[EMAIL PROTECTED] wrote:

> > I say go with RAID 5, on a controller card.
>
> > Mirroring just gives you backup, and you lose half your diskspace. It
> offers
> > no performance benefit, and actually the computer might have to work
> harder
> > to make sure the drives are in sync.
>
> I do not think it is true that mirroring gives no performance benefit (on a
> well implemented controller). For reads, the raid controller can read
> either copy of the data, so that effectively two reads can be in progress
> at the same time, doubling read performance.

Yes, doubling read performance (best case) when compared with a non-RAID disk
system. But with RAID5, you have more disks and can therefore read more than
just two disks simultaneously.  The more spindles you have, the better the
performance.

> On the write side, for small
> writes a raid 5 has to read the overwritten data (in order to remove it
> from the parity) then do a read/modify/write on the parity.

I don't quite understand the need to read data before any write.  Why wouldn't
it just calculate the parity of whatever is being written and just write it to
disk?  Wouldn't there be slack space, as with any disk system?  Write a 1 byte
file and it uses an N byte block on one disk, plus an N byte parity block on
another.

> Performance
> again should be doubled (two writes on the mirrored system, read/overwrite
> and read/modify/write on the Raid5 system, with the two halves of each
> operation requiring a full rotation between them).
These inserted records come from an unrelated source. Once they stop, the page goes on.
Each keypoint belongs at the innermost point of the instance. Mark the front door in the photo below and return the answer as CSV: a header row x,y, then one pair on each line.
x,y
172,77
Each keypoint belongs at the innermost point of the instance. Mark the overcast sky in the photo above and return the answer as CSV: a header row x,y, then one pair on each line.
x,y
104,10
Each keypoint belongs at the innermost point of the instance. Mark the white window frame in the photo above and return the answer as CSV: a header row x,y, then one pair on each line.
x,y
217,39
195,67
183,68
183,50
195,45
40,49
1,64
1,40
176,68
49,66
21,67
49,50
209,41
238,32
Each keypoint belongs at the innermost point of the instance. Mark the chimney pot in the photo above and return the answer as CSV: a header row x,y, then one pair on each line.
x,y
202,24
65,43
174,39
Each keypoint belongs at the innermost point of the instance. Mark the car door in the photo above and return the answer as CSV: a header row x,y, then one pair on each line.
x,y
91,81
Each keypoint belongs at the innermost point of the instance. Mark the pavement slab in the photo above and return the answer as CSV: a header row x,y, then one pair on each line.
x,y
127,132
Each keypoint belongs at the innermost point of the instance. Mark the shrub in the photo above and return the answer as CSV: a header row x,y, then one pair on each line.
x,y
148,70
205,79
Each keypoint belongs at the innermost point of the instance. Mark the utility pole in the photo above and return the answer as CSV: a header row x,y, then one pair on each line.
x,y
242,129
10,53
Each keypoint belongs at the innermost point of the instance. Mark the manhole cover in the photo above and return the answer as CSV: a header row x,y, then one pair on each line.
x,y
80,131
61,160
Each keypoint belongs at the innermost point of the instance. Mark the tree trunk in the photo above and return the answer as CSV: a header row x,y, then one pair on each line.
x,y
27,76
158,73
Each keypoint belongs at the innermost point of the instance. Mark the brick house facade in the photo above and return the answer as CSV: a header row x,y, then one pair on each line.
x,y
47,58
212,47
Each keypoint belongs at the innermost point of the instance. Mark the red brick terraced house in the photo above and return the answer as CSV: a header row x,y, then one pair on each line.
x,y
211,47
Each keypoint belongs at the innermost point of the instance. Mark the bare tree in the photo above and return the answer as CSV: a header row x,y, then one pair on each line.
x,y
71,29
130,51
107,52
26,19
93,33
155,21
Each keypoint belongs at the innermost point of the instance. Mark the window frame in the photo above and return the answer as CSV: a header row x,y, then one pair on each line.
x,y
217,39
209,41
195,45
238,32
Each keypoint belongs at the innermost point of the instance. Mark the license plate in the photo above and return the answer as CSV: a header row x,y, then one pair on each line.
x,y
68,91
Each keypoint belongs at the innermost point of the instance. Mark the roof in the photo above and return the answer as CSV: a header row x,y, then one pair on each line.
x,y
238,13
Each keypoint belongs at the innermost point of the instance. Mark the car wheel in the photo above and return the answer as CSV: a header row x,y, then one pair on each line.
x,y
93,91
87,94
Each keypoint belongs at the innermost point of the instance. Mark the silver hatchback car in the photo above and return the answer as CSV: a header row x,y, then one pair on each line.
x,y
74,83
For large writes, the
> Raid5 system catches up, because the parity can be entirely calculated from
> the data sent, so it does not need to do the reads.

>
> I would therefore expect a mirrored system to approach, but not reach,
> twice the performance of a Raid5 system

A mirrored system when writing should, at best, be no faster than a
non-mirrored system.  Unlike reading, it has to write a complete copy of the
data to both disks, so there are no performance gains to be had.  RAID5 should
be a bit slower than RAID1, due to the need for calculating parity.